Suppose you have a severe underbite, receding chin, or a condition where your upper and lower teeth do not meet correctly. In that case, you may have considered jaw correction surgery, also known as double jaw surgery. However, not everyone who wants the procedure is eligible. This is a high-level surgery with potential complications that must be considered, including both functional and aesthetic outcomes.
So, who qualifies for the procedure, and what precautions are necessary?
Surgical Decision Based on Malocclusion or Facial Asymmetry—”Orthodontics for Growing Teens”
Jaw correction surgery is typically performed when there are abnormalities in how the upper and lower teeth align or in the size and position of the jawbones. It is recommended for those with an underdeveloped upper jaw (receding chin), an overdeveloped lower jaw (underbite), excessive gum exposure when smiling, or facial asymmetry. Due to the risk of severe complications if performed incorrectly, the decision must be made through consultation with a dental specialist and requires ongoing postoperative management.
Before surgery, facial bone analysis is essential, followed by a process to align the teeth and reposition the jawbones. If malocclusion is present, orthodontic treatment is typically conducted over six to 12 months in preparation. The length of this period may vary depending on the patient’s dental alignment and skeletal condition. In some cases, additional orthodontic treatment may be required after surgery to fine-tune the position of the teeth.
Eligible patients are adults whose growth has fully completed and who cannot resolve the issue through orthodontics alone. Adolescents, whose bones are still developing, are generally not suitable candidates for surgery and instead undergo orthodontic treatment.
A Complex Surgery Involving Artificial Jawbone Fracture—”Post-Discharge Care Is Crucial to Prevent Complications”
The surgery involves cutting and repositioning the upper and/or lower jawbones, followed by fixation. It typically takes about three to four hours. The key concern is that this procedure is a complex one that artificially fractures the jawbone, carrying significant risk. If the bone is fractured incorrectly, it cannot be properly realigned. There is also a risk of nerve and sensory damage, and in extreme cases, death. Surgeries performed for non-medical or purely cosmetic reasons may lead to complications such as difficulty chewing, osteomyelitis, temporomandibular joint disorders, and facial deformities.
Professor Ji Yoo Jin from the Department of Oral and Maxillofacial Surgery at Kyung Hee University Hospital in Gangdong emphasized the importance of verifying whether the medical facility can respond to emergencies and choosing a surgeon with extensive surgical experience. Jaw correction surgery is carried out through close collaboration between orthodontists and oral and maxillofacial surgeons. Patients must inform their medical team about any medications they are currently taking or any chronic conditions they may have before undergoing surgery.
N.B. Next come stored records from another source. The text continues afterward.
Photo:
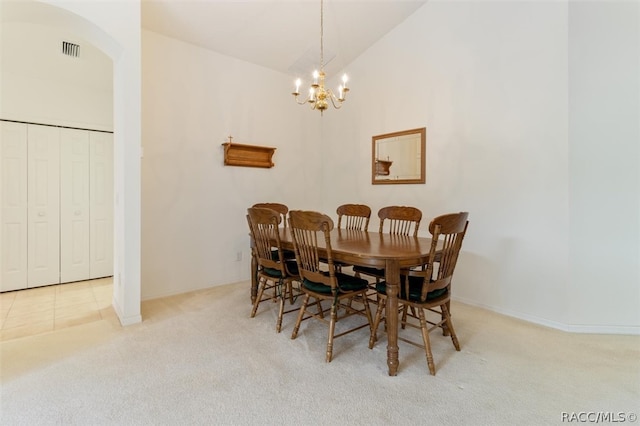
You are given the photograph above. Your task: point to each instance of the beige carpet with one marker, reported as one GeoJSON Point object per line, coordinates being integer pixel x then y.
{"type": "Point", "coordinates": [199, 359]}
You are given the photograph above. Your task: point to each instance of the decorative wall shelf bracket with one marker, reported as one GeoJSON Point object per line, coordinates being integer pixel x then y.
{"type": "Point", "coordinates": [236, 154]}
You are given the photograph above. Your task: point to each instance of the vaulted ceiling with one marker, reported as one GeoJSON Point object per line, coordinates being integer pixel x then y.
{"type": "Point", "coordinates": [283, 35]}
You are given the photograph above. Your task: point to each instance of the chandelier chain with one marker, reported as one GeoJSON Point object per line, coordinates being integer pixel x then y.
{"type": "Point", "coordinates": [321, 34]}
{"type": "Point", "coordinates": [320, 97]}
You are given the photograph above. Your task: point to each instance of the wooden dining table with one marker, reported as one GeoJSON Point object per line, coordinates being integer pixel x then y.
{"type": "Point", "coordinates": [391, 252]}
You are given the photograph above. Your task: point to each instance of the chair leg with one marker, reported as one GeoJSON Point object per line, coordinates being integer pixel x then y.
{"type": "Point", "coordinates": [403, 322]}
{"type": "Point", "coordinates": [332, 329]}
{"type": "Point", "coordinates": [280, 313]}
{"type": "Point", "coordinates": [376, 323]}
{"type": "Point", "coordinates": [300, 315]}
{"type": "Point", "coordinates": [427, 344]}
{"type": "Point", "coordinates": [367, 309]}
{"type": "Point", "coordinates": [454, 338]}
{"type": "Point", "coordinates": [261, 285]}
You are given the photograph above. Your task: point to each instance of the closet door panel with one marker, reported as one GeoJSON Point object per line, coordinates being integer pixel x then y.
{"type": "Point", "coordinates": [44, 206]}
{"type": "Point", "coordinates": [74, 202]}
{"type": "Point", "coordinates": [101, 201]}
{"type": "Point", "coordinates": [13, 206]}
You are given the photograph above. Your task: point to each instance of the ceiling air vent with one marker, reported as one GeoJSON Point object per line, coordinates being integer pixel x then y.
{"type": "Point", "coordinates": [70, 49]}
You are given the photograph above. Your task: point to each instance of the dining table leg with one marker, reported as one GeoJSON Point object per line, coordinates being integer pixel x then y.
{"type": "Point", "coordinates": [392, 276]}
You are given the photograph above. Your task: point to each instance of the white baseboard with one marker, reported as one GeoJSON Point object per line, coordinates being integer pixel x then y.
{"type": "Point", "coordinates": [125, 321]}
{"type": "Point", "coordinates": [571, 328]}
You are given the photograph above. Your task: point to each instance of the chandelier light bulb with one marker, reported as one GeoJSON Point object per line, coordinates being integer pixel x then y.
{"type": "Point", "coordinates": [319, 97]}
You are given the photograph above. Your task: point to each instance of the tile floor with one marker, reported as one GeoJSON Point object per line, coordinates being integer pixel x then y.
{"type": "Point", "coordinates": [43, 309]}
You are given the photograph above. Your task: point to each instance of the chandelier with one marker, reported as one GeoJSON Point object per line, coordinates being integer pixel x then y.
{"type": "Point", "coordinates": [319, 97]}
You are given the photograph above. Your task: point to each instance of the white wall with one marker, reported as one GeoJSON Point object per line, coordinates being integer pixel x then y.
{"type": "Point", "coordinates": [193, 210]}
{"type": "Point", "coordinates": [41, 85]}
{"type": "Point", "coordinates": [489, 80]}
{"type": "Point", "coordinates": [113, 27]}
{"type": "Point", "coordinates": [604, 165]}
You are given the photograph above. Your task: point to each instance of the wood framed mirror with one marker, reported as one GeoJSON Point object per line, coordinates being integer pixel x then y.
{"type": "Point", "coordinates": [399, 157]}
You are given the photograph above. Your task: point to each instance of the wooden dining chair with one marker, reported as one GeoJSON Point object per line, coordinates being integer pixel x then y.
{"type": "Point", "coordinates": [354, 216]}
{"type": "Point", "coordinates": [394, 220]}
{"type": "Point", "coordinates": [428, 289]}
{"type": "Point", "coordinates": [311, 232]}
{"type": "Point", "coordinates": [274, 273]}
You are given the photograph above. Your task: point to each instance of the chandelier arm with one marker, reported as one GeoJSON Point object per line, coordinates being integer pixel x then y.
{"type": "Point", "coordinates": [301, 103]}
{"type": "Point", "coordinates": [334, 99]}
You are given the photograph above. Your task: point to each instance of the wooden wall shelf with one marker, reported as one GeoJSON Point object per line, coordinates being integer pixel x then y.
{"type": "Point", "coordinates": [236, 154]}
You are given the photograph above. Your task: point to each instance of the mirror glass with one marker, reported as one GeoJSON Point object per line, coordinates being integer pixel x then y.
{"type": "Point", "coordinates": [399, 157]}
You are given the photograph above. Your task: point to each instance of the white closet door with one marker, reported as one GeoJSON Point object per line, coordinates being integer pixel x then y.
{"type": "Point", "coordinates": [101, 201]}
{"type": "Point", "coordinates": [74, 205]}
{"type": "Point", "coordinates": [44, 206]}
{"type": "Point", "coordinates": [13, 211]}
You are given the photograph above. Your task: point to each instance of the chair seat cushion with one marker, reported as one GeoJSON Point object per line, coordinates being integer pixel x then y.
{"type": "Point", "coordinates": [288, 255]}
{"type": "Point", "coordinates": [415, 290]}
{"type": "Point", "coordinates": [369, 271]}
{"type": "Point", "coordinates": [275, 273]}
{"type": "Point", "coordinates": [346, 283]}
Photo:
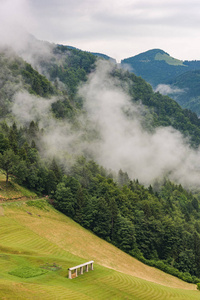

Post-surgery, outpatient care and management are critical. Professor Ji noted that patients can return to their routine daily activities about a week after surgery, but advised delaying social activities, such as work or school, until at least four weeks post-surgery to allow for sufficient recovery.
Outpatient care should be conducted at least once a week for approximately two months after discharge. During this period, doctors monitor the healing of the surgical site, assess the stability of the jawbone, and provide rehabilitation as needed. Long-term follow-up includes imaging exams at three-month, six-month, and one-year intervals.
Experts stress that to prevent complications, patients must strictly adhere to follow-up consultations and treatment schedules and maintain thorough oral hygiene.